Although the data the CDC purchased from the controversial broker, SafeGraph, was aggregated and designed to show trends, “researchers have repeatedly raised concerns with how location data can be deanonymized and used to track specific people.” Researchers have repeatedly demonstrated that that unmasking specific users from these aggregated human mobility datasets is possible. One research team studied fifteen months of human mobility data for one and a half million individuals and published their results in Nature: Scientific Reports: “In a dataset where the location of an individual is specified hourly and with a spatial resolution equal to that given by the [mobile phone] carrier’s antennas, four spatio-temporal points are enough to uniquely identify 95% of the individuals.” They coarsened the special and temporal data and still found “even coarse datasets provide little anonymity.”
“SafeGraph offers visitor data at the Census Block Group level that allows for extremely accurate insights related to age, gender, race, citizenship status, income, and more,” one of the CDC documents reads. Due to its questionable practices, SafeGraph was banned from the Google Play Store in June 2021, which meant that meant that any app developers using SafeGraph’s code had to remove it from their apps. The company includes among its investors the former head of Saudi intelligence. This is where the CDC went to get its tracking data, paying SafeGraph $420,000 for access to one year of data.

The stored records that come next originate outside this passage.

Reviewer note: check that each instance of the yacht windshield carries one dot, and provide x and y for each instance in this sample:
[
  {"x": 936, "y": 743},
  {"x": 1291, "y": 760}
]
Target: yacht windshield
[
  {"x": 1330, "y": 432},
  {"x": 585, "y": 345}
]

Evidence also emerged recently that the CIA, like Israel and Canada, has been similarly using unauthorized digital surveillance to spy on Americans. After supporting vaccine mandates in 2021, the ACLU finally took an interest again in civil liberties in 2022. They expressed alarm when newly declassified documents revealed that the CIA has been secretly conducting massive surveillance programs that capture Americans’ private information.

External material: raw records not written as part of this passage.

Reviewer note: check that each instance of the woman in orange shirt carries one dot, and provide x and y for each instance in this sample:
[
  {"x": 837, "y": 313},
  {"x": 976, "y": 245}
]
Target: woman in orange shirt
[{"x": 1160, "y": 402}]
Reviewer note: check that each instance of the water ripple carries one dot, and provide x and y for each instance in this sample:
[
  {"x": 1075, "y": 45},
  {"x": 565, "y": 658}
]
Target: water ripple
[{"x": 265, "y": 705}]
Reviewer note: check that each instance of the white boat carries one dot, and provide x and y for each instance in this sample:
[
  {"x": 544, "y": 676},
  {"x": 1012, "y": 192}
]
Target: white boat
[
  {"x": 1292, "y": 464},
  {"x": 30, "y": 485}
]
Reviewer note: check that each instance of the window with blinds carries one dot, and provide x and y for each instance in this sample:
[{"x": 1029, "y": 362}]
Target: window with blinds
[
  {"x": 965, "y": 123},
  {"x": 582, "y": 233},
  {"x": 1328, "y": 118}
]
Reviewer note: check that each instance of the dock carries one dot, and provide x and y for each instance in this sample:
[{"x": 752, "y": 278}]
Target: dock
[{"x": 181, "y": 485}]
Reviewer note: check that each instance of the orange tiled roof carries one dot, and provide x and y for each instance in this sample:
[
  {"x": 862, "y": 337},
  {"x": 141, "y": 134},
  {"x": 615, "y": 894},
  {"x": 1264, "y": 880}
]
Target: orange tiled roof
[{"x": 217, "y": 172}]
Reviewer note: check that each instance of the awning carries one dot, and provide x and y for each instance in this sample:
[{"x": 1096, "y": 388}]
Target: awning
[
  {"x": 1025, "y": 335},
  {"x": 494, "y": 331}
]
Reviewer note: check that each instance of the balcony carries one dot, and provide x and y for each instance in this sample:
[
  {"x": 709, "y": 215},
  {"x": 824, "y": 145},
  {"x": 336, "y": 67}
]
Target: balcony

Like the Israeli spy agency Shin Bet, our federal intelligence agency was spying not on suspected terrorists but on ordinary Americans, with no judicial oversight and without congressional approval, as the ACLU noted: “This surveillance is done without any court approval, and with few, if any, safeguards imposed by Congress to protect our civil liberties.” They concluded: “These reports raise serious questions about what information of ours the CIA is vacuuming up in bulk and how the agency exploits that information to spy on Americans. This invasion of our privacy must stop.” Though ACLU arrived a bit late to the party, as the old saw has it, better late than never.
U.S. Senators Senator Ron Wyden of Oregon, and Martin Heinrich of New Mexico, both Democrats and members of the Senate Intelligence Committee, called for declassification of relevant CIA documents. In a letter of April 13, 2021 which they made public, the two senators expressed concern that the CIA program was “entirely outside the statutory framework that Congress and the public believe govern this collection [of data], and without any of the judicial, congressional or even executive branch oversight that comes from [Foreign Intelligence Surveillance Act—FISA] collection.” Despite Congress’s clear intent, with the support of the American people, to limit warrantless collection of Americans’ private records, the senators warn, “these documents reveal serious problems associated with warrantless backdoor searches of Americans, the same issue that has generated bipartisan concern in the FISA context.”
There is a broader legal context for these extra-legal developments in mass surveillance of civilian populations. Since the war on terror began, Western nations have legislatively scaled up their increasingly intrusive networks of mass surveillance (often referred to with the euphemism “bulk collection”). The last decade has seen such measures passed in the U.K., France, Australia, India, Sweden, and other countries—not to mention the AI and facial- and gate-recognition enabled surveillance in China, technology that Xi is already exporting to eager rogue regimes around the globe.
Aaron Kheriaty is a physician, a fellow at the Ethics and Public Policy Center, and chief of ethics at The Unity Project.